Mandatory Overtime and Safety Laws
Mandatory overtime may violate workplace safety laws if it creates a health hazard (OSHA guidance; Bracken, 2022).

“For obvious safety reasons, there are laws limiting the hours that truck drivers can work. Similarly, OSHA may provide some protection from long work hours and fatigue that could lead to injury.”
— Douglas Bracken, Employment Law Attorney

Solutions: Addressing the Sleep Crisis

“Only radical and creative measures can address this very real and devastating iceberg of a threat to staff’s health and functioning, and to the quality of effectiveness of correctional agencies’ operations.”
— Caterina Spinaris, PhD

Agency Solutions

  • Hire additional staff to reduce reliance on mandatory overtime
    (We recognize that many agencies are currently struggling with critically low staffing levels.)
  • Implement consistent shift scheduling to preserve circadian rhythm stability
  • Pursue statutory work hour limits, similar to other high-risk professions

Legal Limits on Work Hours in Other Professions

  • Airline Pilots: Max 9 hours of flight time per 24 hours (FAA)
  • Truck Drivers: Max 11 hours driving within a 14-hour window, after 10 hours off duty (FMCSA)
  • Air Traffic Controllers:
    • Max shift: 10 consecutive hours
    • Break required every 2 hours
    • Minimum 9 hours off between shifts
    • At least 24 consecutive hours off every 7 days

Japan’s Mandatory Overtime Limits on Firms and Workers

Sudden death from overwork—usually from a heart attack or stroke—has a name in Japan—karoshi. To address this poor work-personal life balance, in 2019 Japan instituted a Work Style Reform that introduced a maximum overtime cap of 360 hours per year (equivalent to 30 overtime hours in a typical month).

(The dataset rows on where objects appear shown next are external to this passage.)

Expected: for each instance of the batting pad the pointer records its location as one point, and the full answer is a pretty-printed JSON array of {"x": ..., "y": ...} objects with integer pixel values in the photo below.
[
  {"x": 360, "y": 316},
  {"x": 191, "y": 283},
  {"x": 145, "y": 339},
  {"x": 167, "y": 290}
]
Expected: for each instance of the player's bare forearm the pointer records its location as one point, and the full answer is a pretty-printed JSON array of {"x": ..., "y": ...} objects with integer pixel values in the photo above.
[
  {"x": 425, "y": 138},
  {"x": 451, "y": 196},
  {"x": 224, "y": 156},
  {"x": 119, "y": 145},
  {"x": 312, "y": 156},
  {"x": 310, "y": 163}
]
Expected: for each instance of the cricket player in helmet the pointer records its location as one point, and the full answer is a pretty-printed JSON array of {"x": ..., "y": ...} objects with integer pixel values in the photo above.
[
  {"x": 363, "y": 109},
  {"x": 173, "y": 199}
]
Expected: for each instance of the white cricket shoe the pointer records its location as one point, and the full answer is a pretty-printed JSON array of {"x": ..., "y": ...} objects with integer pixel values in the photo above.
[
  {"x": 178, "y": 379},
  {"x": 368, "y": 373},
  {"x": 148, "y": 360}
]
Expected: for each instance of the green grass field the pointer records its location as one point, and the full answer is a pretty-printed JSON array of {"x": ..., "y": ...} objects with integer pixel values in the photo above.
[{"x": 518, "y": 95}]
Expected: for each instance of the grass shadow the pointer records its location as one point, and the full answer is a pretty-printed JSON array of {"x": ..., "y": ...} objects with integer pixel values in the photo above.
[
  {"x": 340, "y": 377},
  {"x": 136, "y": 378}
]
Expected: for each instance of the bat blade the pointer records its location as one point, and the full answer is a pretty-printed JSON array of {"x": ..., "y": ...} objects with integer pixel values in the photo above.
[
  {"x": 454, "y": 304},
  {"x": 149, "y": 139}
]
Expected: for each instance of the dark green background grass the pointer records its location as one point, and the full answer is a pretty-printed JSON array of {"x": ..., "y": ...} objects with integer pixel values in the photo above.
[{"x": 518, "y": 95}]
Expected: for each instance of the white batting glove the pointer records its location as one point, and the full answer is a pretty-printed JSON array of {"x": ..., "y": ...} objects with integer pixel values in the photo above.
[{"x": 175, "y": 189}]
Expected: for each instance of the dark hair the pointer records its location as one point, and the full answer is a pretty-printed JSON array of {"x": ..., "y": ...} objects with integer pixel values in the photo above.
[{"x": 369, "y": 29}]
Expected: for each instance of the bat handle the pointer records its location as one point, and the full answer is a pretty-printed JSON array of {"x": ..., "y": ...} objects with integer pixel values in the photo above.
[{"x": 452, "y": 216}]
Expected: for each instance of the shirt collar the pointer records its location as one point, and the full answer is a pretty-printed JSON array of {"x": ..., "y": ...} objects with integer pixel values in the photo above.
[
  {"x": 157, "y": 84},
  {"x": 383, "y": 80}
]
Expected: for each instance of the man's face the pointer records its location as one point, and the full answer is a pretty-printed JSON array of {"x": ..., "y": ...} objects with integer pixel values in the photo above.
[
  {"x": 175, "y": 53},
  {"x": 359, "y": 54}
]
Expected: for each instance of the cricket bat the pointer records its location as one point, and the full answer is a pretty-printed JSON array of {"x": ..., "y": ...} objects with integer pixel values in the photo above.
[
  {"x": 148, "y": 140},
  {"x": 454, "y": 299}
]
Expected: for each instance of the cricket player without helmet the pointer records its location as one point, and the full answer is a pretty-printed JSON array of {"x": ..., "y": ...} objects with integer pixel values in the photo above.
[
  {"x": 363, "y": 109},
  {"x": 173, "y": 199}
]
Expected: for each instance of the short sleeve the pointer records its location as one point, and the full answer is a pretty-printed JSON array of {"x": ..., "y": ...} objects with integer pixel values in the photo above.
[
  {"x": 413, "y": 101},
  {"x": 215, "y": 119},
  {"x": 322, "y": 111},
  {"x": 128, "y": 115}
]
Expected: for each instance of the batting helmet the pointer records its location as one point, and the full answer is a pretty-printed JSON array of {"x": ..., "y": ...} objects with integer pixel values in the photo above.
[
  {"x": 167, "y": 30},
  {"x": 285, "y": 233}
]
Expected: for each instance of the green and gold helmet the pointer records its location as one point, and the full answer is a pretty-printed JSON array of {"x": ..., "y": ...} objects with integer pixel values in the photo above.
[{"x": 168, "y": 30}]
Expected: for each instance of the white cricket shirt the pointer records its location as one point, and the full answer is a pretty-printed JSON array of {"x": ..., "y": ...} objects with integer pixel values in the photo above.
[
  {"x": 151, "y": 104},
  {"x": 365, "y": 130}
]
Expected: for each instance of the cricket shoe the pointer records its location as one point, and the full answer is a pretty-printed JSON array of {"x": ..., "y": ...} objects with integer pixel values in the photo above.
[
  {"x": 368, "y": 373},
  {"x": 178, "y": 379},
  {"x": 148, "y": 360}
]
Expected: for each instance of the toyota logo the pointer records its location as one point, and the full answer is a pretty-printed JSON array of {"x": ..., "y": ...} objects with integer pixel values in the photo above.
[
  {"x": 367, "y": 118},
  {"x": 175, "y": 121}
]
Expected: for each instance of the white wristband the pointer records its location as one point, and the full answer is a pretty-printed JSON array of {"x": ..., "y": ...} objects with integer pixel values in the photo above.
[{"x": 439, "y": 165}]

Acknowledging the Challenge, Advancing the Mission

We deeply empathize with administrators and other decision-makers, recognizing that there are no easy solutions to the serious challenge of understaffing. Tackling this issue will require a multifaceted strategy—including strengthening professionalism, improving workplace culture, and reshaping the public image of these career fields.

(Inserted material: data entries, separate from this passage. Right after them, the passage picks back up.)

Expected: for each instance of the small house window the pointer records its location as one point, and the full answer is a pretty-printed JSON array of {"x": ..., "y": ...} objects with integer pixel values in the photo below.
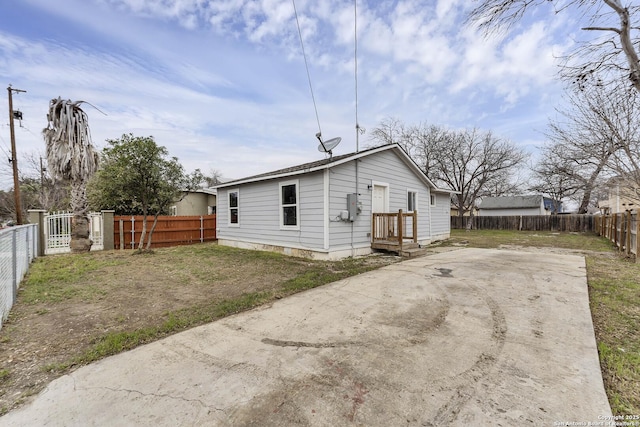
[
  {"x": 289, "y": 206},
  {"x": 412, "y": 201},
  {"x": 234, "y": 207}
]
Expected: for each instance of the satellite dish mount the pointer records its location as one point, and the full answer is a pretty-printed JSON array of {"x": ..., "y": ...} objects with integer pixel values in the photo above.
[{"x": 327, "y": 146}]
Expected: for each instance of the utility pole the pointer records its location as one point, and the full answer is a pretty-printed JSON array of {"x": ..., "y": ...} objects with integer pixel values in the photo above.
[
  {"x": 14, "y": 158},
  {"x": 42, "y": 169}
]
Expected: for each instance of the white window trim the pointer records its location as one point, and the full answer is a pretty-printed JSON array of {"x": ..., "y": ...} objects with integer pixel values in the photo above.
[
  {"x": 295, "y": 182},
  {"x": 417, "y": 203},
  {"x": 229, "y": 223}
]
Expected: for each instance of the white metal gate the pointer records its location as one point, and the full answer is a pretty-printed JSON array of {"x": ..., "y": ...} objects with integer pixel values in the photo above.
[{"x": 57, "y": 232}]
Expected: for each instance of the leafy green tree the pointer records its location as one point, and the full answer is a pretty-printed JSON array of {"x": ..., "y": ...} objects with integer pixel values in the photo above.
[
  {"x": 472, "y": 163},
  {"x": 137, "y": 176}
]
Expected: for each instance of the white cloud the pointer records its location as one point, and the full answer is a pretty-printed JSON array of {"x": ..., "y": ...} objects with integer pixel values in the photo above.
[{"x": 223, "y": 85}]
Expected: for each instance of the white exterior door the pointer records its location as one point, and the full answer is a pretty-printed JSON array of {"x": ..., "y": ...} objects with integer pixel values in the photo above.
[{"x": 380, "y": 198}]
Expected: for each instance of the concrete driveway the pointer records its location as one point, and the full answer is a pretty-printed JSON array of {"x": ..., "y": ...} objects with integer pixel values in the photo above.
[{"x": 466, "y": 337}]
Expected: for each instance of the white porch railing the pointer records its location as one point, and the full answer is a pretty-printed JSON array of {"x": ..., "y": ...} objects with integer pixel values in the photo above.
[{"x": 57, "y": 232}]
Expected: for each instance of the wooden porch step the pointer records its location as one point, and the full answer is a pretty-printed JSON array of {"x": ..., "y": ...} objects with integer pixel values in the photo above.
[
  {"x": 413, "y": 252},
  {"x": 409, "y": 249}
]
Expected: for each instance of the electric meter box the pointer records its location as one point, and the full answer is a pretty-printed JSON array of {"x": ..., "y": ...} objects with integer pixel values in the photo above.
[{"x": 352, "y": 206}]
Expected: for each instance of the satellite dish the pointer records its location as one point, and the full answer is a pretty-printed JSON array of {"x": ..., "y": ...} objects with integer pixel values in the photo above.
[{"x": 327, "y": 146}]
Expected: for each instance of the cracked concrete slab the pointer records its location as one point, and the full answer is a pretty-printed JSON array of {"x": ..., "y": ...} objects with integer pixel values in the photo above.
[{"x": 467, "y": 337}]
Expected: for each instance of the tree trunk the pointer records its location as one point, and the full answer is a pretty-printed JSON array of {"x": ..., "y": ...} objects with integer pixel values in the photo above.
[
  {"x": 470, "y": 222},
  {"x": 144, "y": 232},
  {"x": 153, "y": 227},
  {"x": 80, "y": 227}
]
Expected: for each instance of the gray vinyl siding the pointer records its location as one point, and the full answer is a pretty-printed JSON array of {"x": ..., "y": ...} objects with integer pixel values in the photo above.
[
  {"x": 384, "y": 167},
  {"x": 440, "y": 215},
  {"x": 259, "y": 213}
]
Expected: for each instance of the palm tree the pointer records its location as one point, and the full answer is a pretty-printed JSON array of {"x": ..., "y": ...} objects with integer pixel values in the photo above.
[{"x": 72, "y": 157}]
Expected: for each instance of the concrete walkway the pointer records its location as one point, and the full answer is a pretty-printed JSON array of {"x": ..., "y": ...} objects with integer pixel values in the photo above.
[{"x": 467, "y": 337}]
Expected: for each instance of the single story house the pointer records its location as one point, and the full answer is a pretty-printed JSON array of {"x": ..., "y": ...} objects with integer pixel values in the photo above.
[
  {"x": 516, "y": 205},
  {"x": 195, "y": 202},
  {"x": 622, "y": 195},
  {"x": 325, "y": 209}
]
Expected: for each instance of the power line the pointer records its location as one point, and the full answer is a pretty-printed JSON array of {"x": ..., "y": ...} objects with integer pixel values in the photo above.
[{"x": 307, "y": 67}]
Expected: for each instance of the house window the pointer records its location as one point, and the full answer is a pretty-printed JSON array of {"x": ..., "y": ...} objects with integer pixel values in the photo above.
[
  {"x": 234, "y": 207},
  {"x": 289, "y": 206},
  {"x": 412, "y": 201}
]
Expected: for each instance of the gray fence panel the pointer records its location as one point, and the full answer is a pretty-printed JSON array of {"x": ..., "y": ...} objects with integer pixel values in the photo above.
[{"x": 18, "y": 247}]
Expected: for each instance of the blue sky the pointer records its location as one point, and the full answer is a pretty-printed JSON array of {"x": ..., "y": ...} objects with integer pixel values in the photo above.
[{"x": 222, "y": 83}]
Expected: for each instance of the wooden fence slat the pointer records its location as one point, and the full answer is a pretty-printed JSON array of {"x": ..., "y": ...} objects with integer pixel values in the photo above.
[{"x": 169, "y": 231}]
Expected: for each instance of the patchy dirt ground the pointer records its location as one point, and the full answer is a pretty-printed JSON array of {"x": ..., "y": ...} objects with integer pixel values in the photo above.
[{"x": 88, "y": 296}]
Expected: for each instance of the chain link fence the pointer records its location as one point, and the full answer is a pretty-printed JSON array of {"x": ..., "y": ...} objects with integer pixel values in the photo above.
[{"x": 18, "y": 247}]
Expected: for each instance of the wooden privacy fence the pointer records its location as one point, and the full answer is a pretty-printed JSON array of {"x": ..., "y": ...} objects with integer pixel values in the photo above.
[
  {"x": 622, "y": 229},
  {"x": 170, "y": 230},
  {"x": 576, "y": 223}
]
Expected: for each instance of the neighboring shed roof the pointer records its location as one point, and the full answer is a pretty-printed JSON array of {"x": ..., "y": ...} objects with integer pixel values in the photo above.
[
  {"x": 334, "y": 161},
  {"x": 511, "y": 202},
  {"x": 209, "y": 191}
]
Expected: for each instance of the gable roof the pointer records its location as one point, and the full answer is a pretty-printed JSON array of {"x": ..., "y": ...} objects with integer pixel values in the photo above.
[
  {"x": 335, "y": 161},
  {"x": 511, "y": 202}
]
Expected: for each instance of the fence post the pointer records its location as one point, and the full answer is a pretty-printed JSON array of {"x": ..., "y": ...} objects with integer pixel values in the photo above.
[
  {"x": 36, "y": 216},
  {"x": 637, "y": 234},
  {"x": 121, "y": 229},
  {"x": 400, "y": 238},
  {"x": 107, "y": 230},
  {"x": 14, "y": 265}
]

Corrections work must urgently evolve to be recognized as a vital and honorable profession—one rooted in purpose, resilience, and the well-being of those who serve. Returning to the earlier analogy of the iceberg threatening the correctional Titanic, the warning is stark: without swift and meaningful reform, the system risks a catastrophic capsizing. Elevating the profession is no longer optional—it is a matter of survival.

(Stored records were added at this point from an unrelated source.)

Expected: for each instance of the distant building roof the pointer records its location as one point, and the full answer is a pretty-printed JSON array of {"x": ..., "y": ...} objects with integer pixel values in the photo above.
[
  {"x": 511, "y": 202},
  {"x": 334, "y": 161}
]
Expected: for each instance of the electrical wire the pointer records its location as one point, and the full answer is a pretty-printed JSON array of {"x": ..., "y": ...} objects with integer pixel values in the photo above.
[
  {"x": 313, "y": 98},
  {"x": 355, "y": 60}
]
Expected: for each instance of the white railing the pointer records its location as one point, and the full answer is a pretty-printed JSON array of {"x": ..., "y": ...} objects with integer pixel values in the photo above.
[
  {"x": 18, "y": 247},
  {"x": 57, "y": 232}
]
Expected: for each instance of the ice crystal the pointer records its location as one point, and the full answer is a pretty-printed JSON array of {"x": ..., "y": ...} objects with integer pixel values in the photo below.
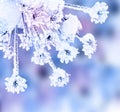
[
  {"x": 67, "y": 53},
  {"x": 99, "y": 12},
  {"x": 42, "y": 25},
  {"x": 15, "y": 84}
]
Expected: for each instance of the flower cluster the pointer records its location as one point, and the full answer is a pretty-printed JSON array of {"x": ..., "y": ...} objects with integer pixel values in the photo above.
[
  {"x": 15, "y": 84},
  {"x": 42, "y": 24}
]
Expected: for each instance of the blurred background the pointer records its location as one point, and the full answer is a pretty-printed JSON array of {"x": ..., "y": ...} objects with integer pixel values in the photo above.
[{"x": 94, "y": 83}]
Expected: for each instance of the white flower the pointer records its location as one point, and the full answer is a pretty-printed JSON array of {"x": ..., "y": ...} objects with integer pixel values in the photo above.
[
  {"x": 99, "y": 12},
  {"x": 67, "y": 53},
  {"x": 41, "y": 57},
  {"x": 15, "y": 84},
  {"x": 59, "y": 78},
  {"x": 89, "y": 44},
  {"x": 49, "y": 38}
]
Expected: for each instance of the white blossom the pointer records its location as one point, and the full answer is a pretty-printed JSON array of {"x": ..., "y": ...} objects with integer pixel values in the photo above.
[
  {"x": 42, "y": 25},
  {"x": 89, "y": 44},
  {"x": 15, "y": 84},
  {"x": 41, "y": 57},
  {"x": 67, "y": 53},
  {"x": 59, "y": 78},
  {"x": 49, "y": 38},
  {"x": 99, "y": 12}
]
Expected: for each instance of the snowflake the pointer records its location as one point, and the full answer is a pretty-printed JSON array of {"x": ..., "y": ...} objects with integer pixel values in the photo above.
[
  {"x": 42, "y": 25},
  {"x": 67, "y": 53},
  {"x": 15, "y": 84}
]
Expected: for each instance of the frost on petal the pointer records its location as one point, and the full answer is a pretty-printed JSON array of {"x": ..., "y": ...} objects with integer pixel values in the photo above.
[
  {"x": 41, "y": 57},
  {"x": 99, "y": 13},
  {"x": 89, "y": 44},
  {"x": 49, "y": 38},
  {"x": 67, "y": 53},
  {"x": 15, "y": 84},
  {"x": 59, "y": 78}
]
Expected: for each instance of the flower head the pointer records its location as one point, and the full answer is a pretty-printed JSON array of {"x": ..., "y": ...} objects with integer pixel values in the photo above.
[
  {"x": 67, "y": 53},
  {"x": 59, "y": 78},
  {"x": 89, "y": 44},
  {"x": 99, "y": 12},
  {"x": 15, "y": 84},
  {"x": 41, "y": 57}
]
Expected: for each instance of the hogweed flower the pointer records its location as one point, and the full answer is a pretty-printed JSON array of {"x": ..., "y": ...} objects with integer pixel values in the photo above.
[
  {"x": 99, "y": 13},
  {"x": 42, "y": 24},
  {"x": 15, "y": 84}
]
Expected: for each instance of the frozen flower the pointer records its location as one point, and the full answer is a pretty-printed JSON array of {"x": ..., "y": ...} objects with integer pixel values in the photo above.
[
  {"x": 70, "y": 27},
  {"x": 49, "y": 38},
  {"x": 41, "y": 57},
  {"x": 26, "y": 42},
  {"x": 15, "y": 84},
  {"x": 89, "y": 44},
  {"x": 8, "y": 52},
  {"x": 67, "y": 53},
  {"x": 99, "y": 13},
  {"x": 59, "y": 78},
  {"x": 55, "y": 19}
]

Norway once faced similar challenges and dysfunction in its prison system. But starting in the 1950s, the country committed to meaningful reform and innovation. Slowly but steadily, it turned the ship around. Today, Norway is recognized for having one of the most effective and humane criminal justice systems in the world. Its journey shows that even amid deep dysfunction, progress is possible. With vision, commitment, and sustained effort, we too can change course, prevent disaster, and reduce the needless suffering of all those impacted by the justice system.